Don't worry about fixed bridge tonal differences. The Hannes will sound fine as would a Hipshot or ABM. If there is a huge price difference between them I would be just fine with a simpler bridge too. That said, I would avoid a TOM simply because it's a ....ty, really old design that just happens to be cheap to manufacture and is used by some popular guitar designs so it has perpetuated to this day. TOM offers no benefits over more modern designs.

Now that I've read your specs there are probably a few that Kiesel for example would not do or would only do for a significant upcharge. If you like their base models then it's at least worth sending them an email and ask as overall it could end up being cheapest but it also means you would have to come up with the rest of the money sooner since they have undoubtedly the shortest build times. 

If you are going for a 7-string, I would instead skimp on some of the more expensive choices like a roasted maple neck and pale moon ebony fretboard and spend that money towards having a multiscale guitar made. Of course that takes your bridge concerns out too since most just use Hipshot/ABM single saddles or Hipshot angled bridges.

Scalloped fretboard could be done by any competent luthier afterwards too so if a specific company doesn't want to do it, you could just have it done later. That said, I feel that your build right now has a bit of "throw every cool feature on a single guitar" thing going on. It's understandable if this is your first custom or what you consider your dream guitar.


----------



## pylyo (Nov 29, 2016)

laxu said:


> That said, I would avoid a TOM simply because it's a ....ty, really old design that just happens to be cheap to manufacture and is used by some popular guitar designs so it has perpetuated to this day. TOM offers no benefits over more modern designs.



Again, what a pile of bollocks hahaha. 
That said, and I don't wanna be rude, but it would be the best if you could stop giving a ....ty advices, as you obviously got no clue what are you talking about, mate. And you are just proving it with pretty much every post you make.
Go and make some exp first, play some good guitars, before you start writing BS and confusing people.

To OP: As for the bridges. Keep on your mind that with HS you will have the highest action out of all three options, unless you shim the neck, which is impossible with Regius. It's quite thick bridge and it feels really high on picking position too, almost like a TOM. 
I had over 20 Regiuses (with all 3 bridges you are mentioning) and dozens of other Mayo models and my favorite bridge is their ABM option, just because of its sheer comfort, control (there are no any edges or anything) and crazy low action you can get with it. It looks the cleanest too.
If you have any options of trying before buying, that would be great. But you can't go wrong with any of the three really.


----------



## laxu (Nov 29, 2016)

pylyo said:


> Again, what a pile of bollocks hahaha.
> That said, and I don't wanna be rude, but it would be the best if you could stop giving a ....ty advices, as you obviously got no clue what are you talking about, mate. And you are just proving it with pretty much every post you make.
> Go and make some exp first, play some good guitars, before you start writing BS and confusing people.
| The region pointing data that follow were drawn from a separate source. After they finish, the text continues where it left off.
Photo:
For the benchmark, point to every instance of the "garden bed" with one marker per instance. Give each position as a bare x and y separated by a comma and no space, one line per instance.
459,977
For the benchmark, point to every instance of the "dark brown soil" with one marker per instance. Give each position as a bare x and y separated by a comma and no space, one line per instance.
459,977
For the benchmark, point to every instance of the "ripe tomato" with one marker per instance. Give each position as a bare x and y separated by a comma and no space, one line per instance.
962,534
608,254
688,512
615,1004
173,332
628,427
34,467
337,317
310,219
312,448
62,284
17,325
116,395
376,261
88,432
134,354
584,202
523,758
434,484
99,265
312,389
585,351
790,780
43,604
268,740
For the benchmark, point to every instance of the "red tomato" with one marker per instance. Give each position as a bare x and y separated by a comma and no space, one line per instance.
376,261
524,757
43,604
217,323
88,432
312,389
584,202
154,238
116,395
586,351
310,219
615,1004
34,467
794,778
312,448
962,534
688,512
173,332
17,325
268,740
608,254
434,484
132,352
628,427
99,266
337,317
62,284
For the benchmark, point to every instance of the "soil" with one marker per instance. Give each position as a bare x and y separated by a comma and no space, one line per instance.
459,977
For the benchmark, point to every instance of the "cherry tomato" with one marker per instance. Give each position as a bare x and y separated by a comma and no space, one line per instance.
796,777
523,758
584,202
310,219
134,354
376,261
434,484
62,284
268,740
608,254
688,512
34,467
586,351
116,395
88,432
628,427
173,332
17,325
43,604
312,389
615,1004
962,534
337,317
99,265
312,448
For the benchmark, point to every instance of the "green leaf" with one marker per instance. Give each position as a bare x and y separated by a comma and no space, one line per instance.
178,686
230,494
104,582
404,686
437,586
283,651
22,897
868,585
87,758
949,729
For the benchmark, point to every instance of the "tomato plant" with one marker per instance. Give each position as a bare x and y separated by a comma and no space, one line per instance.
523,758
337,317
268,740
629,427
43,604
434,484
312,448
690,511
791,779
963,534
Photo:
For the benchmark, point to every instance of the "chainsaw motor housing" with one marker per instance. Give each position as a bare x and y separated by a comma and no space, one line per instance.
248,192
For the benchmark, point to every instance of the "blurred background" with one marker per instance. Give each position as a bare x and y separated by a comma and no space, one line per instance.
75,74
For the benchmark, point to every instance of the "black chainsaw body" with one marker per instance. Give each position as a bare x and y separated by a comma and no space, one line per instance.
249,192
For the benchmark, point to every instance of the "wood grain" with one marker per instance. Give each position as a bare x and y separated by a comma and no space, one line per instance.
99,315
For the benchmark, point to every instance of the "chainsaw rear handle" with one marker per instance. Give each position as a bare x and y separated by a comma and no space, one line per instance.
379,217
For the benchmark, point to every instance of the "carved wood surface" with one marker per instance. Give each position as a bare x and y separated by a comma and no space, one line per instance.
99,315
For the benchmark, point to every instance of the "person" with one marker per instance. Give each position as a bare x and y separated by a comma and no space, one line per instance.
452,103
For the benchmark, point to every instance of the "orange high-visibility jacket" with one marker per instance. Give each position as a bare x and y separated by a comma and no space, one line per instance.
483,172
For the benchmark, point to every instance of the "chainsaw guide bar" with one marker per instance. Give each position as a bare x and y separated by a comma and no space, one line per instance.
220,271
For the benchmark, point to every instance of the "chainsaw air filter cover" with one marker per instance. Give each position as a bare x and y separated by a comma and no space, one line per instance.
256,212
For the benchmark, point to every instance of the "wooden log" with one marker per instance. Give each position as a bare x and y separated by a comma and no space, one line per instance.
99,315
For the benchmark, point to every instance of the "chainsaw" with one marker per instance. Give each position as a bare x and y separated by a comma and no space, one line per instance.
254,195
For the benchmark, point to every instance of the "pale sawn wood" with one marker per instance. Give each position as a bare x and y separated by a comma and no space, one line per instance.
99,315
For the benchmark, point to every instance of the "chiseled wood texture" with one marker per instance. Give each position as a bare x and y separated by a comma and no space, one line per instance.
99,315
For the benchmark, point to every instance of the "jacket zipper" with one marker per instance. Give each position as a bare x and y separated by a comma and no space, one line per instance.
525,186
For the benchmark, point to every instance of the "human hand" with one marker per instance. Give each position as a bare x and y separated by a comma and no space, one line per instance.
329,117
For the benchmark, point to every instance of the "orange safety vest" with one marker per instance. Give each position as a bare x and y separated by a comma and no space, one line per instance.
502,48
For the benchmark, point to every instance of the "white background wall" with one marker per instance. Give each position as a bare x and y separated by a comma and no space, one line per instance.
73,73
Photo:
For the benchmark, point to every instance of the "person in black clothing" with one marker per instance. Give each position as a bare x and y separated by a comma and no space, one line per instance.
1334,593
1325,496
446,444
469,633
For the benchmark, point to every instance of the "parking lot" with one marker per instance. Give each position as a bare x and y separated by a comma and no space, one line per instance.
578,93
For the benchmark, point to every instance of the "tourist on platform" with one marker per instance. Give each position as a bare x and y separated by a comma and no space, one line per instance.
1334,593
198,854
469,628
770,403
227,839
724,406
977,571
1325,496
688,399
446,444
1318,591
Please go ahead and enlighten me instead of a silly ad hominem attack. Why should the OP consider a TOM over pretty much any modern fixed bridge design?


----------



## pylyo (Nov 29, 2016)

Not saying he should pick it over anything, if you haven't noticed.
But your comments are hilarious, so make your self a favor, go pick a good Les Paul, Gustavsson, Nik Huber, Hartung, Momose, Hartung etc., TOM equipped guitars. TOM has it's own qualities in feel and sound, probably the most dynamic of all bridges as well and usually has the strongest zing or ring out, which many prefer. But they are definitely completely opposite of what you are saying about them. 
Mods, sry for offtopic.


----------



## laxu (Nov 29, 2016)

pylyo said:


> Not saying he should pick it over anything, if you haven't noticed.
> But your comments are hilarious, so make your self a favor, go pick a good Les Paul, Gustavsson, Nik Huber, Hartung, Momose, Hartung etc., TOM equipped guitars. TOM has it's own qualities in feel and sound, probably the most dynamic of all bridges as well and usually has the strongest zing or ring out, which many prefer. But they are definitely completely opposite of what you are saying about them.
> Mods, sry for offtopic.



I simply don't agree with you on that. I do own several TOM bridge guitars and to me the design not only requires a precise neck angle (or alternatively recessing), most models have limited intonation range and saddles are helt with flimsy retainer wire or C-clips. Some have play in the posts (which for example Tonepros fixes with locking screws). I don't feel it has any tonal benefits that could be directly attributed to just the bridge design.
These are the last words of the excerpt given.